Of all the lessons I learned running a startup, figuring out how to deal with people who did not take us seriously solely because of our age might have been the most important. Many times, I could tell that the person on the other end of the telephone or across the desk was thinking “who are these kids and why are they talking to me?” It was obvious that being young hurt our credibility before we even said a word. We were confident in our idea and business plan and were usually able to get past any initial credibility issues, but it was a definite obstacle. In general, other entrepreneurs, VCs and angels were more likely to take us seriously from the start, compared to professionals or employees of other companies. After a few shaky meetings and calls, we asked for advice from our lawyer and other successful entrepreneurs who had been through the same process.
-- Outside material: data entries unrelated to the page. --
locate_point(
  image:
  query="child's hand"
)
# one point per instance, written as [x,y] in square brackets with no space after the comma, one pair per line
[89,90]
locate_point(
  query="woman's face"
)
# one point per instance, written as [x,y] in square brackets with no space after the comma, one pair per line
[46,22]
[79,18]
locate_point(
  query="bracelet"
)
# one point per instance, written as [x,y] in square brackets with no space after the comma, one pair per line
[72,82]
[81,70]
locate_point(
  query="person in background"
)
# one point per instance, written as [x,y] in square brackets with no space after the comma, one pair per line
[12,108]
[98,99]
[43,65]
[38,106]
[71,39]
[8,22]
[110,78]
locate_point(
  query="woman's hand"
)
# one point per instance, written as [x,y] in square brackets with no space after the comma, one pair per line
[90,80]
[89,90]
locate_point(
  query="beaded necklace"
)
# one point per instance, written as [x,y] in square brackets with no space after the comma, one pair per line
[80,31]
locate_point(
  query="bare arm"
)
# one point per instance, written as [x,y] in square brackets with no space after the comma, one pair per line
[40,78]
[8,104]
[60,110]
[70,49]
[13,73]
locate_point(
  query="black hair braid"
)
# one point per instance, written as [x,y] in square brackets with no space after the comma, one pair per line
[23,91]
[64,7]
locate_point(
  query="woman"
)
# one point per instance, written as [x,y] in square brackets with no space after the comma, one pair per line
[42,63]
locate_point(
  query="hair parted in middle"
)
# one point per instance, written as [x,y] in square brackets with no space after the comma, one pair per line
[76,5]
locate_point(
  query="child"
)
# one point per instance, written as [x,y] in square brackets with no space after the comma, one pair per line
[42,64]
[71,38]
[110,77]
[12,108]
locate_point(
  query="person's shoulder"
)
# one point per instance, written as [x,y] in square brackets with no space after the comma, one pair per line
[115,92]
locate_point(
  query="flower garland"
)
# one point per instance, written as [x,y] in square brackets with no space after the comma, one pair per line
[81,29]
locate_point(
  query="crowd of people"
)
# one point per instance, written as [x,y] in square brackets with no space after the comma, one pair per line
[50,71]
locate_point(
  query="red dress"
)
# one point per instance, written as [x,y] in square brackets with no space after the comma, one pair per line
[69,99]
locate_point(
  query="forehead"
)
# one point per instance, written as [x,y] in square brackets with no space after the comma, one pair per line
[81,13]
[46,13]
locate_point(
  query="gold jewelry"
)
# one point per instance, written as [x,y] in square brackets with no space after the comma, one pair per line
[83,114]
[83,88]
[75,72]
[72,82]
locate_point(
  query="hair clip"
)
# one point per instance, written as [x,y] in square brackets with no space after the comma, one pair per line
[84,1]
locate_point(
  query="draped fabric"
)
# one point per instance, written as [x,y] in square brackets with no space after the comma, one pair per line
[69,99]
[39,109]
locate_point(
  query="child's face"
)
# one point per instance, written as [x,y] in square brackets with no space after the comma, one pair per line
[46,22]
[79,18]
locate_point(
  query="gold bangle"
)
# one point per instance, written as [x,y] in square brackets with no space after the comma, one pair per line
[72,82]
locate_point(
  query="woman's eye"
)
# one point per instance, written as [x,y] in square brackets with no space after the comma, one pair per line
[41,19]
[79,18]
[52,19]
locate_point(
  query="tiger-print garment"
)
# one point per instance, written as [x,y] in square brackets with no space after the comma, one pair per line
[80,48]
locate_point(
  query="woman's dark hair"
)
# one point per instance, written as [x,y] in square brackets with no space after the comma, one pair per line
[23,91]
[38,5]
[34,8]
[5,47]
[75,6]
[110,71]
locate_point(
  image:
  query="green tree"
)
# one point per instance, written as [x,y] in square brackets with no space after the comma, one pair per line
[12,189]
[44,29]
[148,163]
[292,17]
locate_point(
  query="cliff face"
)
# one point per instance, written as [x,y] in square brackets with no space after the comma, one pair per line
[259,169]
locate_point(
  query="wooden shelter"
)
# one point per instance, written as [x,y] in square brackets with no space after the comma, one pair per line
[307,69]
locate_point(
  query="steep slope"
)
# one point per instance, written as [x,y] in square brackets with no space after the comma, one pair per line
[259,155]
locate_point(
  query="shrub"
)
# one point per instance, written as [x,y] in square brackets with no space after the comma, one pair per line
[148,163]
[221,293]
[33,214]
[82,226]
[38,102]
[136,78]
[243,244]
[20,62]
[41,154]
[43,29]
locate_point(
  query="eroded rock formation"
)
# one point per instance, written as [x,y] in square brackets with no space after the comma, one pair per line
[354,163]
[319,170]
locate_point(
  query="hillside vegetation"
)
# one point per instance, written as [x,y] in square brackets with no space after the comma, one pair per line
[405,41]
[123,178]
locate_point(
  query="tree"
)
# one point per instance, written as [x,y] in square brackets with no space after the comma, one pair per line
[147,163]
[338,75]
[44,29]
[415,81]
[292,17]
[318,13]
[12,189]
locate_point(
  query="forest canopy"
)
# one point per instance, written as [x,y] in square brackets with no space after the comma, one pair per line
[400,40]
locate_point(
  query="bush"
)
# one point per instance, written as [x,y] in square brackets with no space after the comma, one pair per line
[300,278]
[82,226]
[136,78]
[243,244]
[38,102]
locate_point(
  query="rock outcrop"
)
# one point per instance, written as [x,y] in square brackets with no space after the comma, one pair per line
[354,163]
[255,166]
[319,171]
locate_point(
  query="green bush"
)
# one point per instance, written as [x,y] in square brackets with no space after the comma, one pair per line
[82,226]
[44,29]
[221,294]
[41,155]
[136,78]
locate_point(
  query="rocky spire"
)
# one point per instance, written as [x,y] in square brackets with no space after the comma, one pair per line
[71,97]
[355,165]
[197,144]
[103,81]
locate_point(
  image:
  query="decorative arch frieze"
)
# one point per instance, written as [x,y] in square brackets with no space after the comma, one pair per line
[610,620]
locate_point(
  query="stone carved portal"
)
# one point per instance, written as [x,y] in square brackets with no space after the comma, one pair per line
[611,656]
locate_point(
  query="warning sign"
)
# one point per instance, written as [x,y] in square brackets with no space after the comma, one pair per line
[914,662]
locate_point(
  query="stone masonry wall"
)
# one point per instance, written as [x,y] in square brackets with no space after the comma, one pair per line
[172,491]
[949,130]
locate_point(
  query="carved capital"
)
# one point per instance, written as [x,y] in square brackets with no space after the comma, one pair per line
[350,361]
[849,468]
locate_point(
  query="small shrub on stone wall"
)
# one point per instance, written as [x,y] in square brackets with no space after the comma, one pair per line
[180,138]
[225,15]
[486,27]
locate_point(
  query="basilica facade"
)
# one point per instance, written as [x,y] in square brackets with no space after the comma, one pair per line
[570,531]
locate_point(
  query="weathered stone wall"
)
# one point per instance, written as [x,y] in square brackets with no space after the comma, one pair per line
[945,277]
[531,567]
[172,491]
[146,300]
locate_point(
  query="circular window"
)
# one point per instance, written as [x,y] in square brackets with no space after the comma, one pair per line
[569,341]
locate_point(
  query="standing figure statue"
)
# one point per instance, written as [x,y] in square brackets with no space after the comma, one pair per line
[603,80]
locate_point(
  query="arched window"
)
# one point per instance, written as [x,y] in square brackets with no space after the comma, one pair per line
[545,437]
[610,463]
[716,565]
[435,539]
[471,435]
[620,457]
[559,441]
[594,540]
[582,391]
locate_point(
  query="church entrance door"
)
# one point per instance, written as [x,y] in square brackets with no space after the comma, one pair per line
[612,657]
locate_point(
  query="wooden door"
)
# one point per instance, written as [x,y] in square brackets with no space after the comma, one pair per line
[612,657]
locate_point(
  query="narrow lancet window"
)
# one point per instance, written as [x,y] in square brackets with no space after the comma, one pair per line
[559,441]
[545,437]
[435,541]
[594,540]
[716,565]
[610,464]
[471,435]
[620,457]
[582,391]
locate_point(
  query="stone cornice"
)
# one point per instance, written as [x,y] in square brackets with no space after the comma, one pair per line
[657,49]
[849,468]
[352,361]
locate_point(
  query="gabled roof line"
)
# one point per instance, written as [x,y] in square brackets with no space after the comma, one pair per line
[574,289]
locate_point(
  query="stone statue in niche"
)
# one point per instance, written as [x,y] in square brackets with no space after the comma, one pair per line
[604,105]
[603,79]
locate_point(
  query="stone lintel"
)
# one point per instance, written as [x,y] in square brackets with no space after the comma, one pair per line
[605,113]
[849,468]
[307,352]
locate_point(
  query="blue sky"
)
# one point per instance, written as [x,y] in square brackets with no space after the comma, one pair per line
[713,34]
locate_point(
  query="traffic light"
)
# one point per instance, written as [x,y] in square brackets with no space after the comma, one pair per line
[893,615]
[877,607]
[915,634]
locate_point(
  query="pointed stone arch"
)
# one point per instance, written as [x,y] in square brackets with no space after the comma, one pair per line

We realized that many people who were older than us had an image of young people in their heads that was hard to break. Many older people thought that young people were lazy, lacked direction and would not follow through on a project. From the beginning, we always were professional, well dressed, on time and prepared, but we realized we had to overcompensate if we wanted to get through to people more quickly. Here’s what worked for us:
- Do Your Research – We spent hours researching any possible question someone might have so that we would never be surprised.
- Cut the Humor – In most cases, older people equate younger people with fooling around and not being serious. Many times, jokes hurt your credibility
- Schedule Morning Meetings – Many people were surprised when we would ask for meetings from 7-9am, as it shattered the mold of young people sleeping in.
- Be Persistent – If you want a meeting, keep calling and leave professional messages. You will be rewarded for your efforts.
- Articulate Your Goals – We sent short lists of what we wanted to cover during meetings or calls the day before, as it put the person in a serious frame of mind.
- Talk Less, Listen More – Young people are stereotyped as know-it-alls. Talk less and listen more and people will take you more seriously.
While most of these are common sense and can be used with any audience whether they are younger or older, its important to remember your audience. We used these strategies and success followed. Have you ever not been taken seriously because of your age? Do you agree that its necessary to overcompensate for youth for specific audiences? What other strategies have you used?